The reason for the reduced generation of early outgrowth EPCs was not clarified in this study. Although it was reported that accumulation of risk factors for atherosclerosis impair functions of EPCs [1114], the reduced generation of early outgrowth EPCs in Buerger’s disease is not likely due to differences in backgrounds because the number of the risk factors were similar between controls and patients with Buerger’s disease. Our results may be partially in compatible with those of Yamamoto et al. who have reported the decreased mRNA expressions of EPC-specific molecules in four patients with ischemic limbs, suggesting decreased angiogenic potentials in patients with peripheral artery occlusive disease [29]. Although we measured several kinds of angiogenic cytokines including VEGF, which play an important role in the differentiation of ECs [3032], the concentrations of the cytokines secreted from EPCs into the culture medium were similar between controls and patients with Buerger’s disease. Some reported effects of hs-CRP and IL-6 on functions of EPCs [33, 34]. Accordingly, we examined the associations between EPCs functions and hs-CRP or IL-6. The serum concentration of hs-CRP and IL-6 was significantly elevated in patients with Buerger’s disease, however; the elevations did not correlate with the percentage of ex vivo generation of early outgrowth EPCs in a univariate analysis (data not shown).

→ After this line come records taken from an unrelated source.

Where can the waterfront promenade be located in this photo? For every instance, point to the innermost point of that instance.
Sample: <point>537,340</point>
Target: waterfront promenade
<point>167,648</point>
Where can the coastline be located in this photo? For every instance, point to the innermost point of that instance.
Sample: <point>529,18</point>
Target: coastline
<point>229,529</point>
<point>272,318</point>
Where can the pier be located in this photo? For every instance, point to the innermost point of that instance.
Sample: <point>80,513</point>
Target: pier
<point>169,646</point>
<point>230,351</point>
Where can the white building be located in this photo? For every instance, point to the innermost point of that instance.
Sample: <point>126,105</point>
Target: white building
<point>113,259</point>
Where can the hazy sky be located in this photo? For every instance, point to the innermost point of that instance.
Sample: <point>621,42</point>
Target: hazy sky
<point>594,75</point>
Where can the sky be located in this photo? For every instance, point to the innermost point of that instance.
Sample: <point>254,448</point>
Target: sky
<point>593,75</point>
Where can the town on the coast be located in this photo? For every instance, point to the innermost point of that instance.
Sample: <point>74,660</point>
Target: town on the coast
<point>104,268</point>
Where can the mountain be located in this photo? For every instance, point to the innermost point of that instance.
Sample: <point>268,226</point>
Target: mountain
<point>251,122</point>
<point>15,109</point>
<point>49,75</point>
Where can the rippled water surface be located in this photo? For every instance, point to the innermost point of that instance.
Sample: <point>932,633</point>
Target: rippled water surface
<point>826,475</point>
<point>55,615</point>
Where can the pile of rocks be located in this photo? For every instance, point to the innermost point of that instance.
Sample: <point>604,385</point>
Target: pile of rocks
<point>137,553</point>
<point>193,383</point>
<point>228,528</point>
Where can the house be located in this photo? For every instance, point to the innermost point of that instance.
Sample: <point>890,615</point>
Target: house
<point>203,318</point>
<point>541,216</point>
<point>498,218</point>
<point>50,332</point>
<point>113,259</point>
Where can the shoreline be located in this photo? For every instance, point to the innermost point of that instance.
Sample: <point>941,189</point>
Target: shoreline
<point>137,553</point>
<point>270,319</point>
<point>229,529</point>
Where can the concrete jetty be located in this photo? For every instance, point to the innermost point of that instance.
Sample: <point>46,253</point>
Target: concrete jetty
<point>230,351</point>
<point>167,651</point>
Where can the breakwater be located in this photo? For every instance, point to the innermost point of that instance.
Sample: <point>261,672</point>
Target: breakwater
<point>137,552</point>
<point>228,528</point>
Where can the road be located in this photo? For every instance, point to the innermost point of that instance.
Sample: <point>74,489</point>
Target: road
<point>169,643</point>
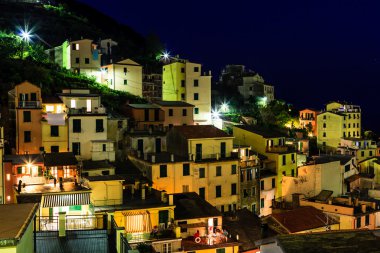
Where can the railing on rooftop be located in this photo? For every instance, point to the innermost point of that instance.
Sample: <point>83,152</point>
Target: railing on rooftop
<point>29,104</point>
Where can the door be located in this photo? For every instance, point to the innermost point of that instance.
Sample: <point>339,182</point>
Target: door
<point>223,150</point>
<point>140,146</point>
<point>198,152</point>
<point>158,145</point>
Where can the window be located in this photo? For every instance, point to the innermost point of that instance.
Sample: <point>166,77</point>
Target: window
<point>76,148</point>
<point>73,103</point>
<point>166,248</point>
<point>185,188</point>
<point>218,171</point>
<point>202,192</point>
<point>233,169</point>
<point>27,136</point>
<point>233,189</point>
<point>54,149</point>
<point>186,169</point>
<point>358,222</point>
<point>75,46</point>
<point>54,131</point>
<point>99,126</point>
<point>202,173</point>
<point>76,126</point>
<point>218,191</point>
<point>163,170</point>
<point>27,116</point>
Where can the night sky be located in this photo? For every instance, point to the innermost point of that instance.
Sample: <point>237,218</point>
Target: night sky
<point>311,51</point>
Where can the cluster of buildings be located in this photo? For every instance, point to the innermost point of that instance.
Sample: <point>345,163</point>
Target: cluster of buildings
<point>159,174</point>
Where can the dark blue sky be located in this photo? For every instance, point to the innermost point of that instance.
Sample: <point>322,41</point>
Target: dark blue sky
<point>312,51</point>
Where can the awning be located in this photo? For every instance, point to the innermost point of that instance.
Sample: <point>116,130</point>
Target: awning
<point>193,225</point>
<point>137,221</point>
<point>74,199</point>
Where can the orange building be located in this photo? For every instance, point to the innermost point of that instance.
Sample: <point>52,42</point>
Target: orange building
<point>28,118</point>
<point>145,116</point>
<point>308,117</point>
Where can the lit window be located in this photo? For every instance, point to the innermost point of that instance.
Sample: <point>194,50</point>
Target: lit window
<point>88,103</point>
<point>50,108</point>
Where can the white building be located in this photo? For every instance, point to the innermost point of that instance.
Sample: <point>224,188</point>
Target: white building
<point>87,125</point>
<point>125,75</point>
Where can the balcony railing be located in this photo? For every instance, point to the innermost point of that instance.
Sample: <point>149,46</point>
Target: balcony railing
<point>29,104</point>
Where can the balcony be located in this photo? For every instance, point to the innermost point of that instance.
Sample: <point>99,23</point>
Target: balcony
<point>29,104</point>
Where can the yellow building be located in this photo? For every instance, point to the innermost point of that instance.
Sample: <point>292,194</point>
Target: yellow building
<point>270,143</point>
<point>184,81</point>
<point>54,125</point>
<point>340,120</point>
<point>125,75</point>
<point>351,213</point>
<point>360,148</point>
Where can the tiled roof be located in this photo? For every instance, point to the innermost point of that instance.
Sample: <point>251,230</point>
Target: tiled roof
<point>190,206</point>
<point>200,131</point>
<point>343,159</point>
<point>268,132</point>
<point>301,219</point>
<point>93,165</point>
<point>60,159</point>
<point>51,100</point>
<point>173,103</point>
<point>144,106</point>
<point>24,159</point>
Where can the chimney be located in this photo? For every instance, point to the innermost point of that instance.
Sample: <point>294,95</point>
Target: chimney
<point>364,208</point>
<point>143,193</point>
<point>171,200</point>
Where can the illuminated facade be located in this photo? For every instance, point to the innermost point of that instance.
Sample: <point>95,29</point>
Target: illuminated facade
<point>271,144</point>
<point>28,104</point>
<point>184,81</point>
<point>125,75</point>
<point>308,120</point>
<point>340,120</point>
<point>87,125</point>
<point>54,125</point>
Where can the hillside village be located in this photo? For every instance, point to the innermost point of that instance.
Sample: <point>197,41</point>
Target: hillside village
<point>167,170</point>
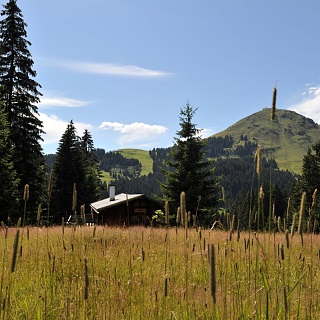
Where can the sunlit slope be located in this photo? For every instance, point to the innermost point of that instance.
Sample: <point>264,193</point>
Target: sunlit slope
<point>289,135</point>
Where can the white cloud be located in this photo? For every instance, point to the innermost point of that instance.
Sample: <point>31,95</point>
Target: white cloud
<point>54,128</point>
<point>136,132</point>
<point>57,101</point>
<point>112,69</point>
<point>309,106</point>
<point>206,132</point>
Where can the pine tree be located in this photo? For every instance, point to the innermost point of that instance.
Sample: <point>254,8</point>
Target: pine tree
<point>92,168</point>
<point>309,183</point>
<point>188,170</point>
<point>69,171</point>
<point>8,179</point>
<point>20,95</point>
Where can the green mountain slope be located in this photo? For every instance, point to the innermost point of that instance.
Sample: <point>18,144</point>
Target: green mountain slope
<point>286,138</point>
<point>143,157</point>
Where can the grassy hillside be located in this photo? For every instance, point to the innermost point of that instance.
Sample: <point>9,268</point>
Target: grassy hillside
<point>289,135</point>
<point>142,155</point>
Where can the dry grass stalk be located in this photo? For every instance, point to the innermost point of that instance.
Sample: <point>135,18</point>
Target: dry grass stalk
<point>274,101</point>
<point>178,217</point>
<point>213,284</point>
<point>15,250</point>
<point>259,161</point>
<point>74,197</point>
<point>183,208</point>
<point>86,280</point>
<point>301,214</point>
<point>166,210</point>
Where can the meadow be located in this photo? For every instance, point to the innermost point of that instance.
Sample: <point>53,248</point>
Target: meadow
<point>157,273</point>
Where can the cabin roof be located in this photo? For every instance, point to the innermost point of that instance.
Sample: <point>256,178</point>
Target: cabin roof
<point>118,199</point>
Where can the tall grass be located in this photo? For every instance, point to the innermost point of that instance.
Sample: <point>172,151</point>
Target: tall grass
<point>150,273</point>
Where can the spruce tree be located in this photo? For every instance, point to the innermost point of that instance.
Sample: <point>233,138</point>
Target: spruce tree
<point>20,95</point>
<point>68,171</point>
<point>8,178</point>
<point>92,169</point>
<point>309,183</point>
<point>188,170</point>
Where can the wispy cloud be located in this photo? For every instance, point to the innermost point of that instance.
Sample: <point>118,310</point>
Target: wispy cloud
<point>58,101</point>
<point>136,132</point>
<point>54,128</point>
<point>206,132</point>
<point>309,105</point>
<point>112,69</point>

Because smoking is major risk factor for Buerger’s disease [1], we examined the effects of smoking on the number of circulating EPCs and capacities of EPCs in controls and patients with Buerger’s disease. The migration and invasion capacities were significantly impaired only in current smokers with Buerger’s disease. We checked several neovascularization-related cytokines in the circulation and culture medium to clarify this mechanism, however; there were no relationships between the concentrations of these cytokines and functions of EPCs in patients with Burger’s disease (data not shown). Unfortunately, we did not test whether smoking cessation would recover the impaired migration and invasion capacities of the EPCs in patients with Buerger’s disease. Anyway, the number of smokers was too small to draw any conclusion from our results.

Limitations

This study had some limitations. First, the number of enrolled subjects was pretty small. Second, we assessed the several capacities of EPCs cultured from PB-MNCs not bone marrow-derived mononuclear cells (BM-MNCs). The results may be different when we used the EPCs cultured from BM-MNCs. Third, we assessed the several capacities of early, not late, outgrowth EPCs. Fourth, we did not determine colony forming units in early and late outgrowth EPCs. Fifth, we did not verify whether the reduced generation of early outgrowth EPCs in Buerger’s disease would lead to poor angiogenesis on ex vivo and/or in vivo experiment. In conclusion, the early outgrowth EPCs generation is reduced in patients with Buerger’s disease.